Pumpkin is on parade this month at Ashland Food Co-op, which promises free pumpkins for participants in two cooking classes.

The iconic winter squash stars in savory foods — dip, chili, salad and curry — for a Nov. 19 class before filling four types of pie — gluten-free, dairy-free, vegan and low-glycemic — prepared Nov. 21. The reward for taking both classes is picking a free pumpkin from the Ashland store, says culinary educator Mary Shaw.

"If you're prepping it for pie ... why not make some savory options?" says Shaw. "Actually, there's a lot of things you can do with pumpkin that aren't sweet."

In the pantheon of winter squash, pumpkin has many peers with similar nutrition profiles. Winter squash's predominately orange flesh is high in beta-carotene, fiber and other nutrients. In general, the darker the squash, the more vitamins. A half-cup of mashed acorn or butternut squash contains 60 calories, but three times the recommended daily allowance of vitamin A.

A number of squash can be used interchangably in recipes.

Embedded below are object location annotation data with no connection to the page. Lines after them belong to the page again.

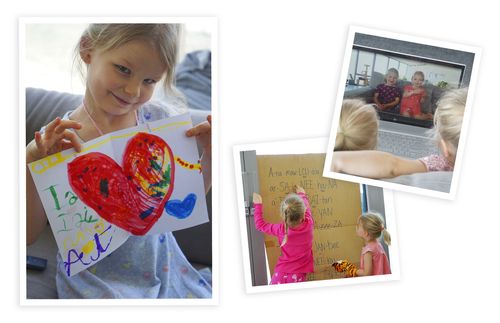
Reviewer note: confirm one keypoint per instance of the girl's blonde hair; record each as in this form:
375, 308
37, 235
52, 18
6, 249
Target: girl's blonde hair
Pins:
449, 116
392, 70
373, 224
419, 73
292, 211
104, 37
358, 126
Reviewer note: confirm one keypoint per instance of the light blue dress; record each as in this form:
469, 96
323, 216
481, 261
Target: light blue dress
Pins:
151, 266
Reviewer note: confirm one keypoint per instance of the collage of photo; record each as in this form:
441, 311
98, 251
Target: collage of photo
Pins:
119, 172
322, 211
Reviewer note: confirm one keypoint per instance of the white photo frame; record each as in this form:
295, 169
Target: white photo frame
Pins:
306, 146
418, 49
210, 25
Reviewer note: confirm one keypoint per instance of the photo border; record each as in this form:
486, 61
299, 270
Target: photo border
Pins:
212, 23
305, 146
465, 123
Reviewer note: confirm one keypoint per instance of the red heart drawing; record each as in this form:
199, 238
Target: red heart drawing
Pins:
132, 197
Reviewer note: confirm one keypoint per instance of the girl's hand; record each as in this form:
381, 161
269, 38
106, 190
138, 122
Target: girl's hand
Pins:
299, 189
57, 137
257, 199
203, 133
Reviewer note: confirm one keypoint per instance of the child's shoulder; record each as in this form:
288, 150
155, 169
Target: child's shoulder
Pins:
156, 110
373, 247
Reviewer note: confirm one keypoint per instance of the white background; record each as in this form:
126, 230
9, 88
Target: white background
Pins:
279, 65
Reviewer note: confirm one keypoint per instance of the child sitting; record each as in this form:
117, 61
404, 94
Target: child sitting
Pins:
377, 164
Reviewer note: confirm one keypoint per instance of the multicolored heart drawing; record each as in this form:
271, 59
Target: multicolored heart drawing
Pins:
132, 197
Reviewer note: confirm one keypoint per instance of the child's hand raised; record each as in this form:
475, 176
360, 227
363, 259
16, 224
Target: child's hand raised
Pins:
298, 189
203, 133
257, 199
57, 137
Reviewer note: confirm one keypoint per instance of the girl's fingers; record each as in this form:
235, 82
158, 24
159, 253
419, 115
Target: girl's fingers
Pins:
52, 125
39, 143
67, 124
72, 138
199, 129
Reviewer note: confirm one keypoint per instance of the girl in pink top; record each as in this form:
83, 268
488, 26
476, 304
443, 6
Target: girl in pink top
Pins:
295, 235
373, 258
378, 164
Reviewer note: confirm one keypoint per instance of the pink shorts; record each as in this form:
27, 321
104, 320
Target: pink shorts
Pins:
287, 278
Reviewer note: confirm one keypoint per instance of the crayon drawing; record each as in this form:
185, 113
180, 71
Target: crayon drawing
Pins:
141, 180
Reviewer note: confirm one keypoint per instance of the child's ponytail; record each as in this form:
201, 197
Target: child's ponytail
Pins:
374, 225
292, 211
386, 236
285, 238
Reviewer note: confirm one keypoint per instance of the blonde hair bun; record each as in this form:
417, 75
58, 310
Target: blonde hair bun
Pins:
358, 126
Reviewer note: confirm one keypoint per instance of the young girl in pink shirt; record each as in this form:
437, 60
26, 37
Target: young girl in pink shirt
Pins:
295, 235
373, 258
378, 164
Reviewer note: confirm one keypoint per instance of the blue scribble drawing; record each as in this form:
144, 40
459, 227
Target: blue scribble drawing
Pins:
181, 209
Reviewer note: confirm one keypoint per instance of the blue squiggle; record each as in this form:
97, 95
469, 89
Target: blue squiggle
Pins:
181, 209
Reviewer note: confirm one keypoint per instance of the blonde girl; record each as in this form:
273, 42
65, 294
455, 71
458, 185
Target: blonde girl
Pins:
387, 95
123, 65
370, 227
358, 126
373, 258
377, 164
295, 235
413, 97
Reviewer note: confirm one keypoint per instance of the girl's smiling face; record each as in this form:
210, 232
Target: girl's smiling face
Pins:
417, 80
122, 79
391, 79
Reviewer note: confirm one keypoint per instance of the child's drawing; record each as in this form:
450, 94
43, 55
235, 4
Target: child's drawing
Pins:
141, 180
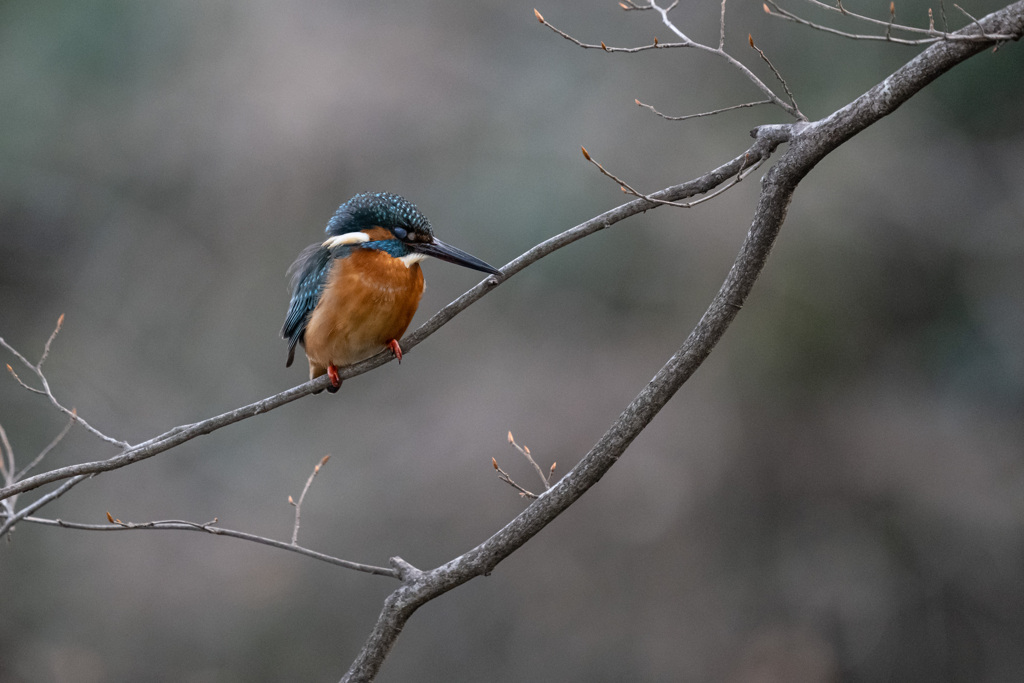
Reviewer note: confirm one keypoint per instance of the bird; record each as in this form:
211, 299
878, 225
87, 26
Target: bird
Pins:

Roasting is the easiest way to cook winter squash.

Cut the squash in half or large chunks or slices. (Peeling is optional.) Remove seeds. Place squash in a baking dish. Brush with olive oil or melted butter, if desired. Then roast in a preheated, 350-degree oven until soft (for about 30 to 45 minutes, depending on the size of the pieces).

Squash, particularly small ones, also are suited to microwaving. Cut squash in half, scoop out seeds, place halves cut-sides down on a microwave-safe plate and cover with waxed paper or plastic wrap. Microwave on high for 6 to 8 minutes (depending on squash's size). Turn the squash over and test for doneness with a fork. If desired, add a little butter and brown sugar to the center, cover and microwave on high for 2 more minutes.

Once cooked, squash will keep for a few days in the refrigerator or for up to a year in the freezer. Whole, uncooked squash will last for weeks if stored in a cool, dark place. When purchasing squash, choose ones that are firm and heavy without any decay or soft spots.